The vendors are also concerned with the size and standard of the new market stalls saying that the original stalls were sub-divided to cater for storage facilities while the new stalls lack the storage unit.

They say that the small stalls are to increase vendor’s operational costs since all merchandise will have to be carried every evening to be kept in stores at a cost and that some vendors dealing in fragile items like glasses and others are likely to lose their property due to breakage.

Namulawa Brenda, a vendor dealing in second hand clothes in Jinja market expresses her dissatisfaction on the way stalls were built.
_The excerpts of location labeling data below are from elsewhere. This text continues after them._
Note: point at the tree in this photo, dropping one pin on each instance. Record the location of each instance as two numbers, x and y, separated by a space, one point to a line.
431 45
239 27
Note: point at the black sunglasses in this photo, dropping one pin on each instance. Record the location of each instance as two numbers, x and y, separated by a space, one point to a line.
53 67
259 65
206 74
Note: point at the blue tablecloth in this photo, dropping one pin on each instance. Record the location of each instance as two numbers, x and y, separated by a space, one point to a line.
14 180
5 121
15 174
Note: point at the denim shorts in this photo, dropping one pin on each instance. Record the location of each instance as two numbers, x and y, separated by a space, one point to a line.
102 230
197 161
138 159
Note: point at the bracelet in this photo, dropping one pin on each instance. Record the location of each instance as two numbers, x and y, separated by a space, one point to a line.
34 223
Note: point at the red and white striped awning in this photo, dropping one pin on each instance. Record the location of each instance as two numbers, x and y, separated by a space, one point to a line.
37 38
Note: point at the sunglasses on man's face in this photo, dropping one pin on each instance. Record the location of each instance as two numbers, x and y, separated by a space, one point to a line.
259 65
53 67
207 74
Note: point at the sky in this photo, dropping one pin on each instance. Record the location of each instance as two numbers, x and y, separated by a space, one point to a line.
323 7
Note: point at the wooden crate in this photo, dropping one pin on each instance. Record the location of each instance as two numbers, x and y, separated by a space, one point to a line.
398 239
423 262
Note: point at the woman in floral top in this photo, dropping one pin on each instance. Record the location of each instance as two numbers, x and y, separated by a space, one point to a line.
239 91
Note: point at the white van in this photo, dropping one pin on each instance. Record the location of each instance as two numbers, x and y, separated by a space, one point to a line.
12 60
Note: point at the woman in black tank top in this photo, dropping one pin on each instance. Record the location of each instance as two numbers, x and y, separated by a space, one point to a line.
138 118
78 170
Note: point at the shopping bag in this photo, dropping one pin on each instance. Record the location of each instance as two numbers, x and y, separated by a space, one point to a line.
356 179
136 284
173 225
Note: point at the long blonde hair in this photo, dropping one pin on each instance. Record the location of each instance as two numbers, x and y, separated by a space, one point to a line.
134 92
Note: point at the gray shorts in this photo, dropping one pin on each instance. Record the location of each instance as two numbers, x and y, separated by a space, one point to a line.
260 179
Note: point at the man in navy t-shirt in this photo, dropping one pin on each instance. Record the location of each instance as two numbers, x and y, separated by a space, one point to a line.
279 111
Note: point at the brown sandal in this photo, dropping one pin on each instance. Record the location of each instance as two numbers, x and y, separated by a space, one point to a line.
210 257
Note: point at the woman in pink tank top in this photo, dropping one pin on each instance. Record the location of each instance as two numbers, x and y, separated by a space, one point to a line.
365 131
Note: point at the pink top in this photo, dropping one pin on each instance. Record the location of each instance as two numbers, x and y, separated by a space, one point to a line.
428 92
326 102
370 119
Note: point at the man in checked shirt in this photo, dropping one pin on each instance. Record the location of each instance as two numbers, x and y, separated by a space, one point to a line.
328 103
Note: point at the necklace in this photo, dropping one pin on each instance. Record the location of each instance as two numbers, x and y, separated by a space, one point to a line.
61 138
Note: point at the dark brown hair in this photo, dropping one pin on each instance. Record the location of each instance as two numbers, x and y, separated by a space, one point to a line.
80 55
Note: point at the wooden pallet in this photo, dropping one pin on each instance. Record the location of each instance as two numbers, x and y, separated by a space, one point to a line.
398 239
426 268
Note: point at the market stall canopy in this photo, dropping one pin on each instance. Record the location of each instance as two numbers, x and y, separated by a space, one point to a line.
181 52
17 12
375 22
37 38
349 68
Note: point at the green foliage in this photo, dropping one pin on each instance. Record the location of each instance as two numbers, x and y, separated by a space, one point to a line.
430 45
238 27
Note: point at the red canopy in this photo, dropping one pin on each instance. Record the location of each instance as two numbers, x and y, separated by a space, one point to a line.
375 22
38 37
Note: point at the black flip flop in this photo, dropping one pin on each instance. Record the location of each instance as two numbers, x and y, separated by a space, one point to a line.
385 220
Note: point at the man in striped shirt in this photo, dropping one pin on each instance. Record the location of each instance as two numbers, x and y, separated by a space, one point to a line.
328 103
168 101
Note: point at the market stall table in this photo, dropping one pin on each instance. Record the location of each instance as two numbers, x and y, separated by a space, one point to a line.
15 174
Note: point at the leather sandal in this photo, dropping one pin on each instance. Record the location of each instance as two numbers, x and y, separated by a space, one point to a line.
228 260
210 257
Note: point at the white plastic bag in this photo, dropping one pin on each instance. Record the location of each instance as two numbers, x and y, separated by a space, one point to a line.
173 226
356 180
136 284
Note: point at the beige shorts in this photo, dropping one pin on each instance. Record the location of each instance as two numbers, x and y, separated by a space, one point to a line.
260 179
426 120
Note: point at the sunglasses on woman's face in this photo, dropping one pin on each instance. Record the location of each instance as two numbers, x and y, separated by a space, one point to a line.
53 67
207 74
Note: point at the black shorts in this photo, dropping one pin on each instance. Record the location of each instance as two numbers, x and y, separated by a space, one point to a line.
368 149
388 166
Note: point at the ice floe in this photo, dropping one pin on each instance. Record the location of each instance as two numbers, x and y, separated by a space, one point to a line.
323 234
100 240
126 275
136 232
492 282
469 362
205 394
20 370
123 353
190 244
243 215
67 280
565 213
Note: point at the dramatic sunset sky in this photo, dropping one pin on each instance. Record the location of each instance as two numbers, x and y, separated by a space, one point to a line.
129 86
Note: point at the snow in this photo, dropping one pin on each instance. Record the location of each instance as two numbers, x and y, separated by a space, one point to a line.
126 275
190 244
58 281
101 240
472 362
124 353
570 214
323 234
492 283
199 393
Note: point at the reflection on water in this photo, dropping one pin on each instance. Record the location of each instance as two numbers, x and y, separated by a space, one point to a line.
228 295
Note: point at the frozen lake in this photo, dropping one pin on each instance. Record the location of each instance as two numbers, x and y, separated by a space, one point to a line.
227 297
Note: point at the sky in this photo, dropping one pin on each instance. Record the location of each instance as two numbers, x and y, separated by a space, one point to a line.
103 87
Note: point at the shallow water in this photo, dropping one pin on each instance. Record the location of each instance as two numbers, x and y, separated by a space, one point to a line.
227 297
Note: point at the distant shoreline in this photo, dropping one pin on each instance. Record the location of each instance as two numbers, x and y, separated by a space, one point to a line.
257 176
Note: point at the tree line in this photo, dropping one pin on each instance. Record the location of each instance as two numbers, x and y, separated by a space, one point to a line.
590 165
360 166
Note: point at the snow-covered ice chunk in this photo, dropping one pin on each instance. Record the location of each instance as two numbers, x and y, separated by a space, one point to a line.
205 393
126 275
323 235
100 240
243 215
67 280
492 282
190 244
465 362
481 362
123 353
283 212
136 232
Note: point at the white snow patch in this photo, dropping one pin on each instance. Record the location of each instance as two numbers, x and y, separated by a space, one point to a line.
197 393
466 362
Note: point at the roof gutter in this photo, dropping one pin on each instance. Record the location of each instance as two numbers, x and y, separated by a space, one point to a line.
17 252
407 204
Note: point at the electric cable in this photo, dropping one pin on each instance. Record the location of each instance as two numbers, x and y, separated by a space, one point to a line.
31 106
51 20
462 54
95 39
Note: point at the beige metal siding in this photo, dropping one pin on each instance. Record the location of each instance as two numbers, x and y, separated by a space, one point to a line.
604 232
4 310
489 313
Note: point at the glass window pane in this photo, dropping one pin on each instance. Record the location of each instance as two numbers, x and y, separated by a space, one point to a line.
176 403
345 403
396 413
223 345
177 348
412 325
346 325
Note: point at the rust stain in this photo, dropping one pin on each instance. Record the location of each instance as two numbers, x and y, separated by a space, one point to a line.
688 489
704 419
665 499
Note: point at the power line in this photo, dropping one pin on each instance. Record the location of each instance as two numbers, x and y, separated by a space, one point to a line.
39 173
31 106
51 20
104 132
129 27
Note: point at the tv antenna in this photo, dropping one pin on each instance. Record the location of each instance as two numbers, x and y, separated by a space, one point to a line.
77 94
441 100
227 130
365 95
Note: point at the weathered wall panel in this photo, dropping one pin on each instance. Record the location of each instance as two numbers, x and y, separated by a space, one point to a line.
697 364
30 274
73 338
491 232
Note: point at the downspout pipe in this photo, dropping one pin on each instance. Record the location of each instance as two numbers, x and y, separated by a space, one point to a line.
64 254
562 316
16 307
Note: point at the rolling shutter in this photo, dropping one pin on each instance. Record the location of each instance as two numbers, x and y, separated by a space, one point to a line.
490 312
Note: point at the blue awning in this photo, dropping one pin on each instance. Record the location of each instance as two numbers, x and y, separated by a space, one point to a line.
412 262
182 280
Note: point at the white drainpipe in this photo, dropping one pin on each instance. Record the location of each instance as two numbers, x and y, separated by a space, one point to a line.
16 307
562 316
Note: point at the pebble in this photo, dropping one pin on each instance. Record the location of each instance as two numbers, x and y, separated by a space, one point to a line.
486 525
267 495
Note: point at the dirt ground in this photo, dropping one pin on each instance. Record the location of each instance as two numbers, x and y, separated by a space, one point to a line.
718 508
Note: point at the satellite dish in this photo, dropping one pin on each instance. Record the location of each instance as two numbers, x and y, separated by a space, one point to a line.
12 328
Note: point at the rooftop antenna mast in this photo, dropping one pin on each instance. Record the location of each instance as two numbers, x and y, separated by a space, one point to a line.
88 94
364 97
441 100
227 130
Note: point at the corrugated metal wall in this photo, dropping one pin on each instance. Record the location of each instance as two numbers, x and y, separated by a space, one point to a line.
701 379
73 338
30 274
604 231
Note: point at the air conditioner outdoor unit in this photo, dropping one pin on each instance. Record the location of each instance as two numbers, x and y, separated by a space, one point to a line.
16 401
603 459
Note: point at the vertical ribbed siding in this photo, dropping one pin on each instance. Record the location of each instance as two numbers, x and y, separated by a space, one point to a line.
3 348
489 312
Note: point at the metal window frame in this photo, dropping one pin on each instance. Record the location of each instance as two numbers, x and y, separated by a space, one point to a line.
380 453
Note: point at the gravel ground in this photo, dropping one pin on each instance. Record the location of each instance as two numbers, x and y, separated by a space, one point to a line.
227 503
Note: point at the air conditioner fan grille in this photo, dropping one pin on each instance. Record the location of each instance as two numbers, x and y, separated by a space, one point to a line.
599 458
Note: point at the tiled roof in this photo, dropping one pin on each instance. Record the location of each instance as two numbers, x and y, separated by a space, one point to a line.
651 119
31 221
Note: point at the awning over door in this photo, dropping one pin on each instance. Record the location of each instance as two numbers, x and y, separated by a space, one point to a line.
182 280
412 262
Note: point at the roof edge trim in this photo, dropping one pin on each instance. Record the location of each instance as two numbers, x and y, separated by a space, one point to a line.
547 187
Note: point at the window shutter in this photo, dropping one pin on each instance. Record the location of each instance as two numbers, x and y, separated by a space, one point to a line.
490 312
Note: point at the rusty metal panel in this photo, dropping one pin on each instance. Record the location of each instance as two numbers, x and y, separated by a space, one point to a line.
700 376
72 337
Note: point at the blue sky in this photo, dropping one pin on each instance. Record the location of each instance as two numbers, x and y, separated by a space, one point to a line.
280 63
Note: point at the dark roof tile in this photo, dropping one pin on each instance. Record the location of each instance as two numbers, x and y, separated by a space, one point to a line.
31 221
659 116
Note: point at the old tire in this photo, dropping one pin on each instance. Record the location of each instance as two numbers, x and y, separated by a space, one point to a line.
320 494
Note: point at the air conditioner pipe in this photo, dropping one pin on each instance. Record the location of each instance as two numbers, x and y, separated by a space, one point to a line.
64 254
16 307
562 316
Kadaga says that she has given the Inspector General of Police a period of one week within which to find a solution to the wrangles in the newly constructed market. Kadaga noted that the vendors who originally worked in the old Jinja Central Market before it was gutted by fire should be priority as the allocation of stalls takes shape.

Over the last four years, tensions have been high between a 13-man interim committee led by Jackson Kabuzi and a parallel vendor’s faction headed by Charles Busulwa with either side accusing the other of causing havoc.

Initial reports indicate that the Monday 5th newly elected 13-member Allocation committee is headed by Jackson Kabuzi who also led the disbanded interim security committee and has 7 members from the concerned vendor’s faction headed by Charles Busulwa.

These will jointly oversee the process of relocating and allocating stalls to vendors in the recently commissioned magnificent structure built under the Markets and Agricultural Trade Improvement Programme – Project 1 (MATIP-1).